Türkçe dersi konu kapsamı itibari ile kurallardan oluşan soyut bir derstir.

Bundan dolayı öğretilecek kavramların ve konuların seçiminde yaş aralığı dikkate alınmalı, süreç içinde konuları somutlaştırmaya yarayacak çeşitli materyaller kullanılmalıdır. Etkinlikler yapılırken bilinen konudan ya da metinden yola çıkılmalı zamanla soyut kavram ve konulara geçilmelidir.

“Dil bilgisi öğretilirken yaş aralığı dikkate alınmalı ve her türlü görsel-işitsel öğeden faydalanılmalıdır. Çalışmalar yapılırken metinden yola çıkılmalı ve metinle ilgili anlama ve anlatma etkinlikleri yapıldıktan sonra daha soyut olan etkinliklere yer verilmelidir” (Sever, 2006: 27). “Ayrıca Türkçe öğretimi bir bütün olduğundan dolayı anlama ve anlatmaya yardımcı olan dil bilgisine ait bilgi ve becerilerin daha kolay kazanılması için bir etkinlikten diğer etkinliğe geçilebilir” (Sever, 2006: 27).

Göğüş (1978), dil bilgisi öğretiminde göz önünde bulundurulması gereken bazı ilkelerin olduğunu belirtmiştir. Bu ilkelerden bazıları şu şekildedir:

1. “Dil bilgisi öğretiminde tümevarım yöntemi uygulanmalıdır. Dil, öğrencinin de kullandığı bir düzendir. Bu düzene egemen olan birçok kurallar vardır. Dil bilgisi dersi, bu düzenin kurallarını açıklamalıdır.

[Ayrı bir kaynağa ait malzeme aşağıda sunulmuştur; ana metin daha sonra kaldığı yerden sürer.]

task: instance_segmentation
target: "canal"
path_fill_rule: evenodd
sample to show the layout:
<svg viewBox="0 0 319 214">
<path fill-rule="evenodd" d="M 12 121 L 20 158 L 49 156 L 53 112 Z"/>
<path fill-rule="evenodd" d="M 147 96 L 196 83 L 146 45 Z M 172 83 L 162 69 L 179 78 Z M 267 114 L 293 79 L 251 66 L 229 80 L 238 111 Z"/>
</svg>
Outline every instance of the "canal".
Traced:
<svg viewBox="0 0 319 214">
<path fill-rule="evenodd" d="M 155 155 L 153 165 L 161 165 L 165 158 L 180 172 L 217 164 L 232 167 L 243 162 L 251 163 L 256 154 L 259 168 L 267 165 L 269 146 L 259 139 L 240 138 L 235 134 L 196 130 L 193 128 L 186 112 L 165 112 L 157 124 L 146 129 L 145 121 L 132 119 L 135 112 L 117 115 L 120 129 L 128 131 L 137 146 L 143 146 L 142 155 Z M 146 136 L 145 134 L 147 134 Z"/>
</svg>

2. Dil bilgisi kuralları sözden ve yazıdan ayrı olarak hazır kalıp sonuçlar olarak öğretilmez; böyle bir öğretim ezberlemeye yöneltir, uygulama gücü kazandırmaz. Öğretmen önce, öğreteceği sorunu saptar. Bu sorun üzerinde örnekler bulur.

3. Sadece dil bilgisi kurallarının öğrenilmesiyle yetinilmez. Bunların öğrencide birer beceri ve alışkanlık durumuna gelmesi için de alıştırmalar yaptırılmalıdır.

4. Öğretimde başlangıç noktası, öğrencinin karşı karşıya kaldığı dil sorunları olmalıdır; başka bir ifadeyle öğrenci hangi kuralları bilmiyorsa, bunu ders konusu yapmamız gerekir. Sorundan çıkış, görevsel bir öğretim yoludur”

(Göğüş, 1978: 349).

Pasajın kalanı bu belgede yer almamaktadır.